Comparison of Vehicle-Based Crash Severity Metrics for Predicting Occupant Injury in Real-World Oblique Crashes

Abstract

The flail space model (FSM) is currently used in U.S. roadside hardware crash testing as a means of assessing occupant injury risk using observed vehicle kinematics data. European roadside hardware crash tests use an FSM variant along with a variant of the acceleration severity index (ASI). Although the FSM and ASI are currently used in roadside hardware testing, other vehicle-based crash severity metrics exist. Previous research has focused on examining the ability of these metrics to predict injury in frontal crashes. Despite the Manual for Assessing Safety Hardware prescribing a significant number of oblique crash tests, there has been little research on how well these metrics predict real-world oblique crash injury. This study compared the ability of six different vehicle-based metrics to predict occupant injury in oblique crashes: maximum delta-v, occupant impact velocity, ridedown acceleration, ASI, occupant load criterion, and vehicle pulse index. The crash severity metrics were calculated from real-world crash pulse data recorded by event data recorders.

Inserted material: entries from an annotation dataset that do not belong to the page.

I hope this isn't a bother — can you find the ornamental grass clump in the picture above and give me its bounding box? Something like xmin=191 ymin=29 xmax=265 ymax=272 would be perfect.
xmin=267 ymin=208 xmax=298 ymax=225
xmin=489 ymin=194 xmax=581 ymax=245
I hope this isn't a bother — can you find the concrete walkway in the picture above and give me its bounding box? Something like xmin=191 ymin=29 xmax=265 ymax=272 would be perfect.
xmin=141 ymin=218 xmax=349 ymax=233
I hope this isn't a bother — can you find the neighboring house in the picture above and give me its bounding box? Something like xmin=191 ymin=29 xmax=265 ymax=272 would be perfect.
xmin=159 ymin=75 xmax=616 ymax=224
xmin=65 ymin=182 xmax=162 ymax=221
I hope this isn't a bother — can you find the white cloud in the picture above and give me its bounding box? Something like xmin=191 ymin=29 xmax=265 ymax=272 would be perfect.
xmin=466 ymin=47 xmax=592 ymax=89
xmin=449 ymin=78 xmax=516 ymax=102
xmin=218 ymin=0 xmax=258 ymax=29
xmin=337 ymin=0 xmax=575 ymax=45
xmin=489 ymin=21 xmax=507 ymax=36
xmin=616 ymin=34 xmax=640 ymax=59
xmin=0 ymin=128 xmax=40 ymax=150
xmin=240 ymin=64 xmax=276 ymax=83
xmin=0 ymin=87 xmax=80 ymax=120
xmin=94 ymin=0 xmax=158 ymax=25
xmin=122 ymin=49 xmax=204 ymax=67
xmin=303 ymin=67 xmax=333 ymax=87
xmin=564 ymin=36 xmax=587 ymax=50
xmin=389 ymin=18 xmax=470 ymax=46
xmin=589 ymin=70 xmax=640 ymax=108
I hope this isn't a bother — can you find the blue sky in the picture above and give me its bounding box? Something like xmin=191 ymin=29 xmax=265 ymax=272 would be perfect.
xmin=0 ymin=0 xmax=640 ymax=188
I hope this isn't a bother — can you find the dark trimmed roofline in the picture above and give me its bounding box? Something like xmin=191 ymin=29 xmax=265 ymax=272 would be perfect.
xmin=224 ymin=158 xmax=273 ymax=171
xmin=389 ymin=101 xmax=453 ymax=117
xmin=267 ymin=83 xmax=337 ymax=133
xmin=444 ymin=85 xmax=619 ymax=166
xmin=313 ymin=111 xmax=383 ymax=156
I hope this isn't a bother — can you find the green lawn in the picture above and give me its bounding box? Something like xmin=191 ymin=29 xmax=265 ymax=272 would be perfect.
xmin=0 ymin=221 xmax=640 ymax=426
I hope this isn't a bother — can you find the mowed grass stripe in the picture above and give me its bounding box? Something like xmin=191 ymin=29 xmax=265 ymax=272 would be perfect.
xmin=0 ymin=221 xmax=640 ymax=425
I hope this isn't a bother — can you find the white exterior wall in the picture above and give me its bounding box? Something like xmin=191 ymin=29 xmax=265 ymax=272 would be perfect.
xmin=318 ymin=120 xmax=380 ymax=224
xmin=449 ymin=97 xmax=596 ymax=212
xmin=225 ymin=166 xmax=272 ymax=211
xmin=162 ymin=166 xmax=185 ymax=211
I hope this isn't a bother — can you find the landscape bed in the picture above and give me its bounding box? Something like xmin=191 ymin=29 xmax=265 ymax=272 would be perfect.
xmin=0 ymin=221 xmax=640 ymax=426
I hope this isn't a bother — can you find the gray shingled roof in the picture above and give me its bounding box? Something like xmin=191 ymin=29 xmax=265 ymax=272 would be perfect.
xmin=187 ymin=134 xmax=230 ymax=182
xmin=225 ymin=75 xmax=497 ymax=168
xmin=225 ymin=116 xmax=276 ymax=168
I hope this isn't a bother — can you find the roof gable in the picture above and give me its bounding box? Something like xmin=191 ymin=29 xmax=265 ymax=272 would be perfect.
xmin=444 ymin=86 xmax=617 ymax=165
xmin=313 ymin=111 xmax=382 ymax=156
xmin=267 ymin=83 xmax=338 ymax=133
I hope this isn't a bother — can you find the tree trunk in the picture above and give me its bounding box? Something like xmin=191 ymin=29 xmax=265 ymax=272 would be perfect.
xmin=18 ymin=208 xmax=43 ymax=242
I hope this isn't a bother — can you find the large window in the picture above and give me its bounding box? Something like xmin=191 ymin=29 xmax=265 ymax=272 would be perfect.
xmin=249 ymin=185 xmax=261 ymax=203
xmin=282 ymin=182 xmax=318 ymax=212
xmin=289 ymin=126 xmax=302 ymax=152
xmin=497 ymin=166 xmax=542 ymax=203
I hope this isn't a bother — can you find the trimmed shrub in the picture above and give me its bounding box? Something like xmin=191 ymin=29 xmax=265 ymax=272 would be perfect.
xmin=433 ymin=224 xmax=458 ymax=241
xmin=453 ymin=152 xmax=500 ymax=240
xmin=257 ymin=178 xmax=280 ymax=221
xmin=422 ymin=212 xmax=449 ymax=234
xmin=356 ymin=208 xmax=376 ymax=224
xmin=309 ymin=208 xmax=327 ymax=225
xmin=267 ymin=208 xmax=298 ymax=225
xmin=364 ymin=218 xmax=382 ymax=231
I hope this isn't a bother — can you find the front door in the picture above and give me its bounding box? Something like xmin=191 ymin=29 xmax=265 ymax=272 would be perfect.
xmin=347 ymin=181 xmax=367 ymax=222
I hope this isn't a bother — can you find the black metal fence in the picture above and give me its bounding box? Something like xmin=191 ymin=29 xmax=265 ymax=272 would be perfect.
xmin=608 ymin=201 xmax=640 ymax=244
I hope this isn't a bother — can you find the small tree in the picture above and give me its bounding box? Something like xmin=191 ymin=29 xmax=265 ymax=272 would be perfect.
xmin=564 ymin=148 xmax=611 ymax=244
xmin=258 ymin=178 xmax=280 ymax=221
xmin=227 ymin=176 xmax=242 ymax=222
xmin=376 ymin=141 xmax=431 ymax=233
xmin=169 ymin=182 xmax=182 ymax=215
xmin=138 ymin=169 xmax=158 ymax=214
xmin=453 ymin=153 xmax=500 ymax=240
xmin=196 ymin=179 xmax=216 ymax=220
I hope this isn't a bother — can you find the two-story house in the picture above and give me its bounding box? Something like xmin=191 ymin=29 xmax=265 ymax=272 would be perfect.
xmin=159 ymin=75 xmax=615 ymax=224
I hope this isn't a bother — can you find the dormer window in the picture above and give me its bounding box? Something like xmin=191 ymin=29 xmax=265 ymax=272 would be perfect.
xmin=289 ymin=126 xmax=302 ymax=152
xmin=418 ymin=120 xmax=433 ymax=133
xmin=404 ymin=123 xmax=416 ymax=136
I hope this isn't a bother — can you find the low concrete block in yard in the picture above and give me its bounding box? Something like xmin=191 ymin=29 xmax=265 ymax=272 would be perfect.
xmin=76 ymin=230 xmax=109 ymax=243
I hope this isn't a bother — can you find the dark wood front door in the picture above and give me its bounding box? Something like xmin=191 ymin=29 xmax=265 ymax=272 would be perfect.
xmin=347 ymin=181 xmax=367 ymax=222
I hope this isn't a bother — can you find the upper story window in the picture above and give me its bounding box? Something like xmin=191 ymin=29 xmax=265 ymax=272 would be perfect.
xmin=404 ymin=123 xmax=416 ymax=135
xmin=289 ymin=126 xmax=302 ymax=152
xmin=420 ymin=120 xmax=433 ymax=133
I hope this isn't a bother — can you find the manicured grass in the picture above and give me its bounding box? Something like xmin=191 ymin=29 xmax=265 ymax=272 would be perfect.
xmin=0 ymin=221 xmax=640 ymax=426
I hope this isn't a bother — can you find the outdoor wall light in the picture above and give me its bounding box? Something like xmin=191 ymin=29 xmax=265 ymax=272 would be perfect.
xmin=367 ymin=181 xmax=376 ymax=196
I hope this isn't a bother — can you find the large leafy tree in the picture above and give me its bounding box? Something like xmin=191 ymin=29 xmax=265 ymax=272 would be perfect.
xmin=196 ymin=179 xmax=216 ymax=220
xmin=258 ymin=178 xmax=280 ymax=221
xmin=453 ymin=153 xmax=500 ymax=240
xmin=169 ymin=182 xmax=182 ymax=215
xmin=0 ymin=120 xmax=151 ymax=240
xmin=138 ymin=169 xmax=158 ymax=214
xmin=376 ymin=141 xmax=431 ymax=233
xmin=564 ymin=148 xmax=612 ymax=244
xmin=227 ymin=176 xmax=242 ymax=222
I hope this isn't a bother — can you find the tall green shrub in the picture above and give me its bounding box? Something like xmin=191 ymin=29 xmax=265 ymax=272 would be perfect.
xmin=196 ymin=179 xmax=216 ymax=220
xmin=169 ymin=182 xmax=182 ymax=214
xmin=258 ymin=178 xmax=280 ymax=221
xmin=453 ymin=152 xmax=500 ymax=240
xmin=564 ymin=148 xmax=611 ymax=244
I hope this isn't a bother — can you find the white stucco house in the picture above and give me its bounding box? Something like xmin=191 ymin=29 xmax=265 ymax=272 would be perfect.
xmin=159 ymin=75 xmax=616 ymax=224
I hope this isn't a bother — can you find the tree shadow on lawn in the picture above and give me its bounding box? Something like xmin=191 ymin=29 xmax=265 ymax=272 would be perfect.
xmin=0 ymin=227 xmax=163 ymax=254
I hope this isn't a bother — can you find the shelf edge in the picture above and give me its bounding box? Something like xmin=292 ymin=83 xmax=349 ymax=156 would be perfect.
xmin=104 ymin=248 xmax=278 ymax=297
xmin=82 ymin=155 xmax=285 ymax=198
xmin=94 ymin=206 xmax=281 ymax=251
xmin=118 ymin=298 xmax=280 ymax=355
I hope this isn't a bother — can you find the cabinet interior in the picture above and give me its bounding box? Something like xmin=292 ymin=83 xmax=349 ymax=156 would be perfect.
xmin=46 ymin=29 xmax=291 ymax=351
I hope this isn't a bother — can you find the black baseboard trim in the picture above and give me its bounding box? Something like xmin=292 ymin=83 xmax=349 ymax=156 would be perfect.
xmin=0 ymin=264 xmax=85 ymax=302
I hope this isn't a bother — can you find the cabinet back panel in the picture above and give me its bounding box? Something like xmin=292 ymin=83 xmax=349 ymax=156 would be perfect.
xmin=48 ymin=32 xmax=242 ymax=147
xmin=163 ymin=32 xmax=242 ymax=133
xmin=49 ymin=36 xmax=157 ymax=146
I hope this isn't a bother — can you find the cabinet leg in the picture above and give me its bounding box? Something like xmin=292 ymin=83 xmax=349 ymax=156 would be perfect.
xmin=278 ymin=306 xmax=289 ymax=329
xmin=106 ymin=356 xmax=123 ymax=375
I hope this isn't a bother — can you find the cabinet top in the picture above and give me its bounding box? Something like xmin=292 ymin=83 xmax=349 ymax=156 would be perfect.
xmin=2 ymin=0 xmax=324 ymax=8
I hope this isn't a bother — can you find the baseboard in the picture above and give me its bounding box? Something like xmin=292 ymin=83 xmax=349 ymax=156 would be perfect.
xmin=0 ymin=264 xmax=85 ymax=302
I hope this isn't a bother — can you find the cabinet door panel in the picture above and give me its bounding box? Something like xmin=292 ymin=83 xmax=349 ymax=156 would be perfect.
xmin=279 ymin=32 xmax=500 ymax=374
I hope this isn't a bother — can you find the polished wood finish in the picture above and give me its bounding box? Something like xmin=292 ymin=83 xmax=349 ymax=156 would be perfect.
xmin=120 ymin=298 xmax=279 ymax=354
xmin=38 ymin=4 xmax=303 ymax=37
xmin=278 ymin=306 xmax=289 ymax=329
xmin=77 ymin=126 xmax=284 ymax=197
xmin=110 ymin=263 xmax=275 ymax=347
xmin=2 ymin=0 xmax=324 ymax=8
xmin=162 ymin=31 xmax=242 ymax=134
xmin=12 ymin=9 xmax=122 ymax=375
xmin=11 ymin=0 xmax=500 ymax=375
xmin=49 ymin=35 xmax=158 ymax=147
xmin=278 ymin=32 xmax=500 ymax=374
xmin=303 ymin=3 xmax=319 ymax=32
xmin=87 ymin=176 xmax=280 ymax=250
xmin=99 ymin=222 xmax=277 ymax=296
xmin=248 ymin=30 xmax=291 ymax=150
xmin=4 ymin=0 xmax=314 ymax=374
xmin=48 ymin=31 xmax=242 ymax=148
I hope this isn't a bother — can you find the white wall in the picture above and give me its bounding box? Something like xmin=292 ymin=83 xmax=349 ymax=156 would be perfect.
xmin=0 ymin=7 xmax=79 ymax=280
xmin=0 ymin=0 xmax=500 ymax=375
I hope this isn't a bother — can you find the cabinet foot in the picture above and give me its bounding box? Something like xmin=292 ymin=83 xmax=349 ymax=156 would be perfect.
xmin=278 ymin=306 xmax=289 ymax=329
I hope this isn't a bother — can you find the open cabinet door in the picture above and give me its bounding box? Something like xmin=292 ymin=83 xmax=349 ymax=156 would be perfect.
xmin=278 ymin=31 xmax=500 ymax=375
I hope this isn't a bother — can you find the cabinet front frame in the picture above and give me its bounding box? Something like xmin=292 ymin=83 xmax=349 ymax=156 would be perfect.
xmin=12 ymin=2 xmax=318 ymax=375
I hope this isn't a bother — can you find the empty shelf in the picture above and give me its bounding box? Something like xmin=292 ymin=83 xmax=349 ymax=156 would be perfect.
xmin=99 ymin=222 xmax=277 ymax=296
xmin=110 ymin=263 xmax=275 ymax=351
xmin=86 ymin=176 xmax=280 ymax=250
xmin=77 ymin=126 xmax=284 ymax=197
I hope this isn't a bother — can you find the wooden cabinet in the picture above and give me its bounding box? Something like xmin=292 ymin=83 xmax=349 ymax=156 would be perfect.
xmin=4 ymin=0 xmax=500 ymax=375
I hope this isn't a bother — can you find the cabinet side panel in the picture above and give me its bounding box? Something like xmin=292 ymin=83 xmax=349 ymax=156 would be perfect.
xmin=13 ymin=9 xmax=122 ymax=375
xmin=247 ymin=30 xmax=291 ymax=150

Oblique crashes from the National Automotive Sampling System Crashworthiness Data System were used to train logistic regression models that predict moderate to fatal injuries. The models were then compared on a dataset of oblique crashes from the Crash Investigation Sampling System. The results of this study confirmed that vehicle-based metrics provide a reasonable means of predicting real-world occupant injury risk in oblique crashes and suggest little difference between the investigated metrics. In addition to the vehicle-based metrics, belt use and vehicle damage location were found to influence injury risk.